Je n'ai pas d'atomes crochus avec Lise Payette. Je ne partage guère sa conception guerrière du féminisme, et j'ai souvent été agacée, en la lisant dans Le Devoir, par son esprit partisan.

Cela dit, je trouve injuste qu'elle termine sa carrière de columnist sur un effroyable malentendu. Un malentendu dû non pas à elle-même, mais à l'inculture ou à la précipitation de trop de lecteurs, qui, l'ayant lue de travers, l'ont accusée de confondre homosexualité et pédophilie. J'y reviendrai tout à l'heure.

La semaine dernière, Le Devoir a mis fin à la collaboration de Mme Payette par un bref communiqué qui se terminait ainsi : « Nous tenons à la remercier. » Cette formulation lapidaire, après neuf ans de collaboration continue, a laissé bien des lecteurs perplexes.

Quant à moi, j'en ai déduit que la direction du Devoir manquait de savoir-vivre et d'élégance, mais je connais trop le monde journalistique pour m'en étonner.

La chroniqueuse Sophie Durocher, du Journal de Montréal, veut savoir pourquoi Mme Payette a été remerciée.
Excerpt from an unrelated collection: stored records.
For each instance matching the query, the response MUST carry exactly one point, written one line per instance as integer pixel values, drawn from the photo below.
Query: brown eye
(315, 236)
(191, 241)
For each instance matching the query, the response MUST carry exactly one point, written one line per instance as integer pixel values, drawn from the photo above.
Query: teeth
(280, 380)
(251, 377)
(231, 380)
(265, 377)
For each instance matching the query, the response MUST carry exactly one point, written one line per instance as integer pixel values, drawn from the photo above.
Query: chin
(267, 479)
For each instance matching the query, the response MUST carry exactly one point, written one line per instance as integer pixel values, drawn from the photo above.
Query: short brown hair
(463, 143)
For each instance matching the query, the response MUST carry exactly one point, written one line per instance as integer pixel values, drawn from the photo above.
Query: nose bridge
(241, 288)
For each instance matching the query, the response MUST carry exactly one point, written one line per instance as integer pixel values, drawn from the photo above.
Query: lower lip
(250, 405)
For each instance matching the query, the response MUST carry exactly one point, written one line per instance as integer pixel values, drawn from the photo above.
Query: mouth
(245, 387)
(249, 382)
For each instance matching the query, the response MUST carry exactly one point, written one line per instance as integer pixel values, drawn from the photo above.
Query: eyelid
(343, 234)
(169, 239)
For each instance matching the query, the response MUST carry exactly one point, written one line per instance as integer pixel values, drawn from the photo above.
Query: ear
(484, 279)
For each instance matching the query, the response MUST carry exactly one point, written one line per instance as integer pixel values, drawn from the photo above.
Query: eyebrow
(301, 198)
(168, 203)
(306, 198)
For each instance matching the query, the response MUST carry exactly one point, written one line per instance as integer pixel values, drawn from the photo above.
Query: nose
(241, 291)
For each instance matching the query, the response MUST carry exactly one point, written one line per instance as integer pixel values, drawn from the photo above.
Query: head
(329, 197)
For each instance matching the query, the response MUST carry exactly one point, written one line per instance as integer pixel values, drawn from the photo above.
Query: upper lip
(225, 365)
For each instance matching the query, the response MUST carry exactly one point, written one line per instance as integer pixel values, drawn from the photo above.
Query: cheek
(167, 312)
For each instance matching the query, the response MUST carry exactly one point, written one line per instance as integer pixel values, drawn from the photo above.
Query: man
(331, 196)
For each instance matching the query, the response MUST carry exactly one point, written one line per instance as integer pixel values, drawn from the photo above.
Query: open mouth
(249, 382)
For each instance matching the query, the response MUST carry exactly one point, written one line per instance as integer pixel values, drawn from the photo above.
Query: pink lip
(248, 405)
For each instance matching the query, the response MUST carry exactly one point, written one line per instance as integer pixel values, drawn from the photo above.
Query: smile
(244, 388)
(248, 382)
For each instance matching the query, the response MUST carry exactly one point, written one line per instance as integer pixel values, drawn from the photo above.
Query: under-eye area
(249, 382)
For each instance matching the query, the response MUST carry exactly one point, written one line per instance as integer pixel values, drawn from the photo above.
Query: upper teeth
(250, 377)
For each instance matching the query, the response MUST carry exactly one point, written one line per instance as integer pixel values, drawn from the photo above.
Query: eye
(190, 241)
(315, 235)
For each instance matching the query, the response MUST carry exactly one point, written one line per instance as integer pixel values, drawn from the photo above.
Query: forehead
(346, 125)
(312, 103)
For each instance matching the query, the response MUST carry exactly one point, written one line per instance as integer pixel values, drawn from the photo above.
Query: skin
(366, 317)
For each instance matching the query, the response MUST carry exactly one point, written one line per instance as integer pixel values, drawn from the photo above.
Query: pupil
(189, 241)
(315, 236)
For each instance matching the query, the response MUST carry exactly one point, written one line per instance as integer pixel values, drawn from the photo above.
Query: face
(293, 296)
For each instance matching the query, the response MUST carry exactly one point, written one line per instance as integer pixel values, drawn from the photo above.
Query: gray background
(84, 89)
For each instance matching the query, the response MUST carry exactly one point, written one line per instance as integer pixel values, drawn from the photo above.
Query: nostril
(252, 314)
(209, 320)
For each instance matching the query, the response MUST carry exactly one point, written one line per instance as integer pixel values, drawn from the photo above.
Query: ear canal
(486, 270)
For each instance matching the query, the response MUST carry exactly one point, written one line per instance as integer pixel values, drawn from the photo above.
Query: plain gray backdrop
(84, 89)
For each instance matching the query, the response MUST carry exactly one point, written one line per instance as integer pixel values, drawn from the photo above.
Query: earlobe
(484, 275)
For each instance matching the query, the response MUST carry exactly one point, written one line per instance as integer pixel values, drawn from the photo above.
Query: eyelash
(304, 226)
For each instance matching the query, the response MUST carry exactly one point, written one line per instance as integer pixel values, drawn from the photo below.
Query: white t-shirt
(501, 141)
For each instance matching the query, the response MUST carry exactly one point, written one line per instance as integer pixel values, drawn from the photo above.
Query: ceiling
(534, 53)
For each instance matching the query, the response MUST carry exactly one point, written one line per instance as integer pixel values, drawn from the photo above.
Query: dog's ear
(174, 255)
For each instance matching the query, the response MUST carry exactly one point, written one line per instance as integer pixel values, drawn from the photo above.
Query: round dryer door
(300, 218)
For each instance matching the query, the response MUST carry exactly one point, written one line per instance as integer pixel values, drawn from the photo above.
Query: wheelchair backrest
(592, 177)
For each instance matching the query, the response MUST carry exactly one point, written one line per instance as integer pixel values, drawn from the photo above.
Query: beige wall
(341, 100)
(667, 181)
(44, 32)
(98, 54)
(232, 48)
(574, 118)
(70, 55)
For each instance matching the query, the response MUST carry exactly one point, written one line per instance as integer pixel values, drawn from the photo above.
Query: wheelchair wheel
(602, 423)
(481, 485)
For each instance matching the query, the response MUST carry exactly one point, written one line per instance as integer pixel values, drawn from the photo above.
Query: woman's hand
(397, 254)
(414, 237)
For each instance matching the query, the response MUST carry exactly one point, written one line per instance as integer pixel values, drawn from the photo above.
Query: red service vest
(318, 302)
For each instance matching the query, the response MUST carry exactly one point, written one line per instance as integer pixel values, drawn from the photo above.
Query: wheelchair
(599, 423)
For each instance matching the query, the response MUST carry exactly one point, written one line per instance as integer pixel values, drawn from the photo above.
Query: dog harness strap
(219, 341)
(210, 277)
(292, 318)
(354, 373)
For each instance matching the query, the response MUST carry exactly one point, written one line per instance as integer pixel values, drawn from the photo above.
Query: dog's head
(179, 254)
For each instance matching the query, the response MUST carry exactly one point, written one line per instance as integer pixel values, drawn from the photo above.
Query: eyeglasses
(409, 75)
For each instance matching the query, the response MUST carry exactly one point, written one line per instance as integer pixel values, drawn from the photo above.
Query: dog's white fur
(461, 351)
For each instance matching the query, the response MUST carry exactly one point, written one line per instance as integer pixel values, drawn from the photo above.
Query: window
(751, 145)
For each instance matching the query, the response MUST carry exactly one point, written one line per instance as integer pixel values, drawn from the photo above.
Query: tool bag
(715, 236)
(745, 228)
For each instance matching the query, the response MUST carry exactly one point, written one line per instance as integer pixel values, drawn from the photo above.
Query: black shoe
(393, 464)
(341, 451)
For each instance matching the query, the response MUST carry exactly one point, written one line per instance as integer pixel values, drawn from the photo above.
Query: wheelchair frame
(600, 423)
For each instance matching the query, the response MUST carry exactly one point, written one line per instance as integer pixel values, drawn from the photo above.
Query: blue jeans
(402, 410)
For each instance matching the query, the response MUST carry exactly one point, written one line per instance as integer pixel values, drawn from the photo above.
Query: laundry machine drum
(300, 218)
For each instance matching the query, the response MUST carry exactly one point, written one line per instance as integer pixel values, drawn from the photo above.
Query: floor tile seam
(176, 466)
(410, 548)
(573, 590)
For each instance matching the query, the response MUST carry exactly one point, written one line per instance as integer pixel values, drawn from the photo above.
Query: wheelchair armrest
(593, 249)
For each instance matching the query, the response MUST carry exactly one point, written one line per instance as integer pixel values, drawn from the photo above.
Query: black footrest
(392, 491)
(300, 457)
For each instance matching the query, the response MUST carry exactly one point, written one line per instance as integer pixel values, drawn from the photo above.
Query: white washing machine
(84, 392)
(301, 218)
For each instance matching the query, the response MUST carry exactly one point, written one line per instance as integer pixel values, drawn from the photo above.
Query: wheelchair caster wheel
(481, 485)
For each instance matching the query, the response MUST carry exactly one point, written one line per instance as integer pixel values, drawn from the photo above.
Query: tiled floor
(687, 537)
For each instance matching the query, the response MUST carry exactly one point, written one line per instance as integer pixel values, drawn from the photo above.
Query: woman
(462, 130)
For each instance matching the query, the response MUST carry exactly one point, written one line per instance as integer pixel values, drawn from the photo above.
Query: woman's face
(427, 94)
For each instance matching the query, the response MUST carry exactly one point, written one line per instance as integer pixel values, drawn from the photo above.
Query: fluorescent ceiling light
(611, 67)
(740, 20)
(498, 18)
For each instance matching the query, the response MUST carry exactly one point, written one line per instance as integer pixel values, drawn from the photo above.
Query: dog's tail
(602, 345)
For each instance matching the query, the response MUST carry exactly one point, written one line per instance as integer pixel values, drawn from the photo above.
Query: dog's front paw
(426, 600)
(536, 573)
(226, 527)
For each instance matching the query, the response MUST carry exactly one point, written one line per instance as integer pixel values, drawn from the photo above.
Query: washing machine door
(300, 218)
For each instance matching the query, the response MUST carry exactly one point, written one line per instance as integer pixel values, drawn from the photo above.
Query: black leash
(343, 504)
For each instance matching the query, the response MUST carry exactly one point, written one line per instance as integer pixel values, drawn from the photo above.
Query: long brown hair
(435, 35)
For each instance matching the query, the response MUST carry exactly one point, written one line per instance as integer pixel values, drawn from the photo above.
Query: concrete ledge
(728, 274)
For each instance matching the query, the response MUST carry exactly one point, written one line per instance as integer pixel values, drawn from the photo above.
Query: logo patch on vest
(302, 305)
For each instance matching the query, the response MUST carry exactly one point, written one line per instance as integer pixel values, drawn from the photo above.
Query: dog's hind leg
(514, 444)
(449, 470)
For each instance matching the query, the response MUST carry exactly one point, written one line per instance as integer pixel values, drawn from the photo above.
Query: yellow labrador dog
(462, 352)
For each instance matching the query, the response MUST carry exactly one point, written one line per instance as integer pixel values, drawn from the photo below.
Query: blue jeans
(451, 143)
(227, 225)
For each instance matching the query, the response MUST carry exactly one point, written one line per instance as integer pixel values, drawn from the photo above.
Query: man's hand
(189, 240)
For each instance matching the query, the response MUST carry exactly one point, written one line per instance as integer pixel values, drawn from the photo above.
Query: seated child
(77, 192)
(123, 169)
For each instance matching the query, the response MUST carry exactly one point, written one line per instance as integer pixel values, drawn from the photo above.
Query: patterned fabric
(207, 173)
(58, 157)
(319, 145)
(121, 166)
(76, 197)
Est-ce à cause de sa chronique de février sur Claude Jutra ? Si oui, pourquoi avoir attendu si longtemps ? Pourtant, contrairement à ce que Mme Durocher semble croire, Le Devoir n'a aucun compte à rendre quant aux raisons qui ont motivé le départ de Mme Payette. Ce journal est une entreprise privée, et le choix de ses collaborateurs extérieurs est la prérogative absolue de sa direction.

Libre donc au Devoir de se passer des écrits de Mme Payette. Ce qui me désole, c'est que son départ, qui pourrait être dû à toutes sortes de raisons, y compris au besoin de renouveler l'équipe de collaborateurs ou de mettre la pédale douce sur le nationalisme traditionnel, sera interprété comme une sanction pour sa chronique sur Claude Jutra. C'est en tout cas l'interprétation qu'en fait Mme Durocher, et celle qui courra ad vitam aeternam sur les réseaux sociaux.

Le 19 février, au beau milieu de l'émoi provoqué par les allégations de pédophilie contre Claude Jutra, Mme Payette publie une chronique sur le jeune homme qu'elle a connu à 16 ans (pour ensuite le perdre de vue). Je l'ai lue à l'époque et je n'y ai pas vu l'ombre d'une confusion entre homosexualité et pédophilie - une confusion qui aurait été aberrante, et radicalement impossible chez une femme aussi intelligente que Lise Payette.

Pourtant, c'est ce qu'ont cru y voir nombre de lecteurs, dans le climat surexcité de cette semaine-là. Gros scandale, grosse levée de boucliers, accusations de « sénilité » inspirées par l'âgisme le plus débile...

Je viens de relire cette chronique « litigieuse ». Impossible pour un lecteur le moindrement rationnel d'y déceler l'ombre d'une tolérance envers la pédophilie, encore moins un amalgame entre homosexualité et pédophilie.

Mme Payette évoque affectueusement un Claude Jutra de 18 ans. Elle parle des tourments indicibles par lesquels passaient, à cette époque, les jeunes qui, comme Jutra, découvraient leur homosexualité (cela n'a pas totalement changé, hélas, mais c'était 100 fois pire il y a 70 ans.)

Aurait-elle dû dénoncer la pédophilie en long et en large ? S'apitoyer sur le sort des présumées victimes de Jutra ? Peut-être, mais ce n'était pas son sujet. Sa chronique portait sur un autre visage de Claude Jutra, celui d'un jeune homme fragilisé par une société qui stigmatisait l'homosexualité. Le Jutra adulte, aujourd'hui soupçonné d'avoir été pédophile, elle ne l'a pas côtoyé et n'avait donc rien à en dire.

Tout au plus perçoit-on dans sa chronique un malaise devant la vitesse phénoménale avec laquelle Jutra a été « exécuté » par l'opinion publique et les décideurs. C'est un malaise qu'elle n'a d'ailleurs pas été la seule à éprouver. Elle termine en souhaitant sagement que « les morts reposent en paix ».

Par contre, n'avait-elle pas le droit de témoigner de sa très vieille amitié pour le jeune homme « brillant et passionné de cinéma » qu'était le Claude Jutra des années 50 ? Le droit, aussi, de croire en cette chose qui s'appelle la présomption d'innocence ?

Le 26 février, elle s'est excusée d'avoir blessé des lecteurs, a manifesté sa compassion envers les victimes, et allégué à sa défense qu'au moment d'écrire son texte, qui devait être remis le mercredi pour le vendredi, elle n'avait pas toute l'information.

Peine perdue : le même procès d'intention absurde et grossier continue toujours à circuler, occultant injustement une carrière longue, riche et multiforme.